In readiness for a Sunday launch, B1051—blackened and scorched from its five previous high-energy launches and re-entries—was trundled horizontally out to Pad 39A on Saturday, mated with a sparkling-new second stage and twice-flown payload fairing “halves”. It was elevated to the vertical and its nine Merlin 1D+ engines were briefly ignited for a Static Fire Test.
Such tests were for many years a customary feature of all missions, but for the first time in 2020 were not seen on every Starlink flight. But with engine difficulties having hampered the most recent attempt to get a beleaguered Block III Global Positioning System (GPS) navigation and timing satellite airborne for the U.S. Space Force earlier in “Scrubtober”, it seems unsurprising that SpaceX is erring on the side of caution.
Following a smooth 8:25 a.m. EDT liftoff, B1051 powered uphill for the first 2.5 minutes of Sunday’s ascent, providing 1.5 million pounds (680,000 kg) of thrust to get the 230-foot-tall (70-meter) Falcon 9 to the edge of space. It then separated from the stack and commenced its descent back to a pinpoint touchdown on the Autonomous Spaceport Drone Ship (ASDS), “Of Course I Still Love You”, about 390 miles (620 km) offshore in the Atlantic Ocean.
In completing its sixth flight in 19.5 months, B1051 has now executed five ASDS landings and one touchdown on solid ground at Landing Zone (LZ)-4 at Vandenberg Air Force Base, Calif. Among its other accolades, in April 2020 it flew SpaceX’s 84th mission, which allowed the Falcon 9 to formally surpass United Launch Alliance’s (ULA) venerable Atlas V as the most-flown rocket in active operational service in the United States.
But not everything has gone smoothly for B1051 this year. Its fifth mission to deliver 57 Starlinks and the Global-7 and Global-8 “rideshare” passengers for Spaceflight, Inc.’s customer, BlackSky, Inc., suffered no less than three scrubbed launch attempts due to a combination of poor weather and technical issues.
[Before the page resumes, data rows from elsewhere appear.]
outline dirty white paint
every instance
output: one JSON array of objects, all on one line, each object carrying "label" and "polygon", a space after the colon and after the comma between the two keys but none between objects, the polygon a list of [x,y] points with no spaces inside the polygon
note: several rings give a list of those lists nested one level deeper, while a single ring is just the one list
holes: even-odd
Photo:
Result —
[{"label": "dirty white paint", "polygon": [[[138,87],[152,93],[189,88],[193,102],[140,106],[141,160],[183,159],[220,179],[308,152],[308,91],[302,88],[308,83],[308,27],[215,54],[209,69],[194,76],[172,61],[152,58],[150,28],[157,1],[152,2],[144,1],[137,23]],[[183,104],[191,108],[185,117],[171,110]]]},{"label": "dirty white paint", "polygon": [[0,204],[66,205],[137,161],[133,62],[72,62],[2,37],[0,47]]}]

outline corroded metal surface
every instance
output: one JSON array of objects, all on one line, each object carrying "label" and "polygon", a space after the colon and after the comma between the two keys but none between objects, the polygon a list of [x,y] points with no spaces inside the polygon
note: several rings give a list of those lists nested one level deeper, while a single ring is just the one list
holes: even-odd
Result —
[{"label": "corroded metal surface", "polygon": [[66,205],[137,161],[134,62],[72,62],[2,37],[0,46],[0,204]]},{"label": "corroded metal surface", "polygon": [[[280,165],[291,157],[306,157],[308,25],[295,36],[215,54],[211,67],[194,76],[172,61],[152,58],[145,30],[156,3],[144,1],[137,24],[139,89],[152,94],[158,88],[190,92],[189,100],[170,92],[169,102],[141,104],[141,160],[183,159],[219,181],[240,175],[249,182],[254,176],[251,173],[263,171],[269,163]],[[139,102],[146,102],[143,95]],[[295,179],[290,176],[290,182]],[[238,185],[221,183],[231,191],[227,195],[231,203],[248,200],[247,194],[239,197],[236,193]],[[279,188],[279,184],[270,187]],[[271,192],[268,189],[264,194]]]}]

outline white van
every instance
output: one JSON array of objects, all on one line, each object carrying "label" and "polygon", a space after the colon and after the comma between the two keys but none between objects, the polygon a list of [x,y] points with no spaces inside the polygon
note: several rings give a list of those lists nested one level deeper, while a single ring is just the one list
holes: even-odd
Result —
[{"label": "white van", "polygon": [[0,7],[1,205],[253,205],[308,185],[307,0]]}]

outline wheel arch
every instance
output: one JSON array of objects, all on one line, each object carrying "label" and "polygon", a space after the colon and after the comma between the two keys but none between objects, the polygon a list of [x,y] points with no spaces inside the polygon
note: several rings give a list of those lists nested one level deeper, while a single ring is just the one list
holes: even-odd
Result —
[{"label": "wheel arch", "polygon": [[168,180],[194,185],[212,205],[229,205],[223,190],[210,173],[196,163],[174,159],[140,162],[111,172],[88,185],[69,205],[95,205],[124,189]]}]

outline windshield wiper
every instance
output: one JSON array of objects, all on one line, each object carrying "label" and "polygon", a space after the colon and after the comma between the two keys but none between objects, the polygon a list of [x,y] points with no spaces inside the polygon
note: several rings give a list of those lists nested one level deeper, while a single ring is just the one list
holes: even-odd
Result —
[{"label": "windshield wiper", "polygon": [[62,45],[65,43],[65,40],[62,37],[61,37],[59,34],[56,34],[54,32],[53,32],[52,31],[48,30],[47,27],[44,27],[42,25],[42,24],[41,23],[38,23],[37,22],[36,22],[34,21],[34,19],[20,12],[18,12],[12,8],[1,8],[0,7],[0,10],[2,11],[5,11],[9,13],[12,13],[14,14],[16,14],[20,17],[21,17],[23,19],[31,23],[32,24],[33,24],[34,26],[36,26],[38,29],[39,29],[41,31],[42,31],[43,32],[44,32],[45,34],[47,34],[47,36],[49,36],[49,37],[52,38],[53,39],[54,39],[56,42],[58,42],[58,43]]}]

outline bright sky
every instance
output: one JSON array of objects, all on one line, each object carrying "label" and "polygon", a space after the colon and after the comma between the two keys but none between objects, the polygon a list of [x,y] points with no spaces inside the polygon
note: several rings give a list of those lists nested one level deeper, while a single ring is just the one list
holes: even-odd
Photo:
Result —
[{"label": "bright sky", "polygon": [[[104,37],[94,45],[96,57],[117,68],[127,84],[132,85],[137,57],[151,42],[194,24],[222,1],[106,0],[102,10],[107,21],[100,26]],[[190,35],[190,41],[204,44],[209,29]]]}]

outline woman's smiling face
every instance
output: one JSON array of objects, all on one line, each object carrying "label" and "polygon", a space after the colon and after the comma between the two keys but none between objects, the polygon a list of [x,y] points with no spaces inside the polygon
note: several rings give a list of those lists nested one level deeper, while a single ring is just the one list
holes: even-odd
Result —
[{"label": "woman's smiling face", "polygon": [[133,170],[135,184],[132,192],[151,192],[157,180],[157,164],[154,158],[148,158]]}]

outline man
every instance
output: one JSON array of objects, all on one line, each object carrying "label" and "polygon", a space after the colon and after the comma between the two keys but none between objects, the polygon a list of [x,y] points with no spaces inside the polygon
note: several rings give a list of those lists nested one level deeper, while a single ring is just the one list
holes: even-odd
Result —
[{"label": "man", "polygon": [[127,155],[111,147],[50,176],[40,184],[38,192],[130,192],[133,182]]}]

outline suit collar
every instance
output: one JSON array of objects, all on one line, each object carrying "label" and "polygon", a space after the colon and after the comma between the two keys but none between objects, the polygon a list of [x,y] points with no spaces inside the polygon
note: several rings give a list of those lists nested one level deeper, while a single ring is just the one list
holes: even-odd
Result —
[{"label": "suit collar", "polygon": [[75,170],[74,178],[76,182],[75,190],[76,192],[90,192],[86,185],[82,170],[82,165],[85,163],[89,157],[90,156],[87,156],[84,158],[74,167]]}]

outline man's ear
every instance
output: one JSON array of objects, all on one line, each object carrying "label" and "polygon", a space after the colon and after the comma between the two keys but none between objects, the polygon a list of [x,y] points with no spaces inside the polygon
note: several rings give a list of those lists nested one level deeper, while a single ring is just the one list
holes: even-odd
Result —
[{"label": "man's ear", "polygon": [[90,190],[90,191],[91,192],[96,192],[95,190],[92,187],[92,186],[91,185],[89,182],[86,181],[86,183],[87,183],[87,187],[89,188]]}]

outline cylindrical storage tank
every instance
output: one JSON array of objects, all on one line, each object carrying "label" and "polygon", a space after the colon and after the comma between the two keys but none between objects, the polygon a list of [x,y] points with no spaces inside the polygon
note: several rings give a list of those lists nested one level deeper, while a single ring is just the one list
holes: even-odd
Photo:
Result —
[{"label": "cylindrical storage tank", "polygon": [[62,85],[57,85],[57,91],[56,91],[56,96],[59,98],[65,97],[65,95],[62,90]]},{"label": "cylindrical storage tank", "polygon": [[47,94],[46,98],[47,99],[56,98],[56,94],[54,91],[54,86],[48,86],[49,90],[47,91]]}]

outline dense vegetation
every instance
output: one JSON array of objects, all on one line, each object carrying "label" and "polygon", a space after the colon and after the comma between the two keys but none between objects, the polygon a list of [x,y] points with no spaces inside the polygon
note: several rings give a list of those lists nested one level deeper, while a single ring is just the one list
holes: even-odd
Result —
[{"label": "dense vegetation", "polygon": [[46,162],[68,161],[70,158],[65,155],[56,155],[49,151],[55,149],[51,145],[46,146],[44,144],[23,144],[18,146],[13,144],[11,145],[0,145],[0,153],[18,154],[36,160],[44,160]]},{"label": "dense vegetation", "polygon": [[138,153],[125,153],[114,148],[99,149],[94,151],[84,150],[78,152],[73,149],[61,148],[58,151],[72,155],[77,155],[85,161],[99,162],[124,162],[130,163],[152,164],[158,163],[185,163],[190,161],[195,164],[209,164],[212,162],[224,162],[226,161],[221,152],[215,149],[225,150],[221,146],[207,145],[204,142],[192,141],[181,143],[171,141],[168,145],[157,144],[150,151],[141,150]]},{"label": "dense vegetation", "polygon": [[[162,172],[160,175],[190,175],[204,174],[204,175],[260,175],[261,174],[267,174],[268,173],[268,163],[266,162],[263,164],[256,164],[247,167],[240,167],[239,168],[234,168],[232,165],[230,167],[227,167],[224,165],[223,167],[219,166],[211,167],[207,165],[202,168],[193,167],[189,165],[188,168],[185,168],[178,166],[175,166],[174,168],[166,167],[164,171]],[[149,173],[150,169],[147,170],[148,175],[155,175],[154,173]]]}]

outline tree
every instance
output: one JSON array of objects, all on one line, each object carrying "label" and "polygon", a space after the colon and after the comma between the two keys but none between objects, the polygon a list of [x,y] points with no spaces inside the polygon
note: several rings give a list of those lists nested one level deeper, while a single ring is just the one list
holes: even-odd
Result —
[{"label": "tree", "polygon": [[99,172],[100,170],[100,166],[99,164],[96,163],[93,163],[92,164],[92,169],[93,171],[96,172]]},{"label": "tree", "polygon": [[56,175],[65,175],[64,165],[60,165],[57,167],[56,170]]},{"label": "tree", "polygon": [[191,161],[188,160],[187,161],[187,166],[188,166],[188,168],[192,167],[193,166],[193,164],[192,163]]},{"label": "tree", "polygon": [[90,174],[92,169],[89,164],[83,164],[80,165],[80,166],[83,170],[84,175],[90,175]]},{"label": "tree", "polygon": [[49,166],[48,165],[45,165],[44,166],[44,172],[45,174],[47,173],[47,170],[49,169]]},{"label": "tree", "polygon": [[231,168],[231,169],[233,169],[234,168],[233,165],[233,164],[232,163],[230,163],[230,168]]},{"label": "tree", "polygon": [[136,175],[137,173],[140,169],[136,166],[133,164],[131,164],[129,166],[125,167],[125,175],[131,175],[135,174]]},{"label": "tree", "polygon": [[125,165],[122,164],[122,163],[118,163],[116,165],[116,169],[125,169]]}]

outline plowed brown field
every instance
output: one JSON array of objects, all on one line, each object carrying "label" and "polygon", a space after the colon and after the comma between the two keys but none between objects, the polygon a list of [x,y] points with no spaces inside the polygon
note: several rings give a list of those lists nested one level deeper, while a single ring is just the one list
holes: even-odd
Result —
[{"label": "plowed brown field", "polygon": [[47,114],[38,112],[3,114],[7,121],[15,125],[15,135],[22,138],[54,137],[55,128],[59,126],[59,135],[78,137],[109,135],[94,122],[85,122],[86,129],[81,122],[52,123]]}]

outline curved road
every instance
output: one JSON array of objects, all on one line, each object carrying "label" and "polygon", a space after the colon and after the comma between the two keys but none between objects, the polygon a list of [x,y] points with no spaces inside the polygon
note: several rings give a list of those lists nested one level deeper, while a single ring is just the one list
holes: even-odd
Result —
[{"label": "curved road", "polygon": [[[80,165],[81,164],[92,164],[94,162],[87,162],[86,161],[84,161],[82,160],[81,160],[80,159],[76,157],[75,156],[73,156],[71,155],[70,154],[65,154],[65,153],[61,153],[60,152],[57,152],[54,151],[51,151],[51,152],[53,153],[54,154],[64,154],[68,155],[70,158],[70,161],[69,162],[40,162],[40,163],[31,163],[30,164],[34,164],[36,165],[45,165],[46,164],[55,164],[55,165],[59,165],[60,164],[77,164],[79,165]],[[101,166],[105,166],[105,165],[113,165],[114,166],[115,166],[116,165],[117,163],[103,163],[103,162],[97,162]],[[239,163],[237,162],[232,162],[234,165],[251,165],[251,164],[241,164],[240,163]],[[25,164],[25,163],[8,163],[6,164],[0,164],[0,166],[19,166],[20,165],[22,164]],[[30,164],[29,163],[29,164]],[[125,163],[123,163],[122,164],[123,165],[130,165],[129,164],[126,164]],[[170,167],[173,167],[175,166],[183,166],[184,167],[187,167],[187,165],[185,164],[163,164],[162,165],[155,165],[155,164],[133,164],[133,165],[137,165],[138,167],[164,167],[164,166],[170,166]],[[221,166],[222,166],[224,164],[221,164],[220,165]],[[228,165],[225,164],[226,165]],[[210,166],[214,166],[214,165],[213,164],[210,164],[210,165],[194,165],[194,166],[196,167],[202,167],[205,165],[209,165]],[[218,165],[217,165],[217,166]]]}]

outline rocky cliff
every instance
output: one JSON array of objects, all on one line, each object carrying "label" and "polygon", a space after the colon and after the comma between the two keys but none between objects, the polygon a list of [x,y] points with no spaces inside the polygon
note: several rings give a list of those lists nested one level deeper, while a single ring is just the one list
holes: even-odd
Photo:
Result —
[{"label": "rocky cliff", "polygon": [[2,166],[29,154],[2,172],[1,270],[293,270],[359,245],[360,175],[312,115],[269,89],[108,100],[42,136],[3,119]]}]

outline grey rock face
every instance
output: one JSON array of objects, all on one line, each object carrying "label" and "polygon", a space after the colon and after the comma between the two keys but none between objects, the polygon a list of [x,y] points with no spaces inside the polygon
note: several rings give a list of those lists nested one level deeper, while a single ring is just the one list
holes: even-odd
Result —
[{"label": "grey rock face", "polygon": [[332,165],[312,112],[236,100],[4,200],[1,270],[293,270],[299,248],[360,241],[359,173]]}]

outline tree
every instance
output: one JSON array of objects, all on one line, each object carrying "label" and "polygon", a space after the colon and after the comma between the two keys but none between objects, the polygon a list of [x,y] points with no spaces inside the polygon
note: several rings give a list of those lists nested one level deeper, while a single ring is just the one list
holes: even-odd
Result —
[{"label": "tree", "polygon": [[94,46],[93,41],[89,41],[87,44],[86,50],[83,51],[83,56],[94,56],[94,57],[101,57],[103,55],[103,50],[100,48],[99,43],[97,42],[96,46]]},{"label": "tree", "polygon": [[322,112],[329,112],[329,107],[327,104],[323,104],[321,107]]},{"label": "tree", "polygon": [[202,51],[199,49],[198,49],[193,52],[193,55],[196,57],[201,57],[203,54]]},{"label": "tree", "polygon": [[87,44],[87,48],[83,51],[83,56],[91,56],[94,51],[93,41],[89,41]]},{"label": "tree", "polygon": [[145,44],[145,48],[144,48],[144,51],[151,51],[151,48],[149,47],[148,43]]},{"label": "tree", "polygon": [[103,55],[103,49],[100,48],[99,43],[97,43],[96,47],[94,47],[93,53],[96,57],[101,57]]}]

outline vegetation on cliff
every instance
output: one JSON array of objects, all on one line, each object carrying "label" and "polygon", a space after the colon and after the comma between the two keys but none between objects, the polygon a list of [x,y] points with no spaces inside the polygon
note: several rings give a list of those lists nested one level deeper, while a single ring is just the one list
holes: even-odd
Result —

This pushed its launch from late June into the middle of July, before it eventually flew in the hours of darkness on 7 August.
Barely will the dust have settled at Pad 39A than another Falcon 9 will launch at 12:36 p.m. EDT Wednesday from neighboring Space Launch Complex (SLC)-40 at Cape Canaveral Air Force Station. Flying the veteran B1060 core—which previously saw service in June to launch a GPS Block III satellite and early last month flight—will be another batch of Starlinks, bringing the total number of these low-orbiting satellites launched since May 2019 to 893.
And an on-time launch after midday Wednesday will mark out B1060 for two records: just 113 days for the shortest time it has taken a Falcon 9 core to log three missions and only 48 days for the shortest interval between two missions by a single booster.
Weather conditions for Wednesday and the backup attempt on Thursday are currently expected to be around 60-percent-favorable, with a risk of violating the Cumulus Cloud Rule and Thick Cloud Rule. “The gradient between high pressure sliding from the Mid-Atlantic coast into the western Atlantic and a stalled frontal boundary just southeast of Florida will bring a breezy and showery pattern that will remain in place across the region through at least mid-week,” the 45th Weather Squadron noted in its Sunday morning L-3 update.
“In general, expect periodic onshore-moving showers with gusty winds to affect the Spaceport. An easterly wave well to the south of the region will shift the old boundary back across the state by mid-week, bringing enhanced moisture, cloud cover and instability with a period of higher shower coverage. The primary weather concerns…will be Cumulus Clouds associated with Atlantic showers, as well as Thick Clouds associated with the enhanced moisture.”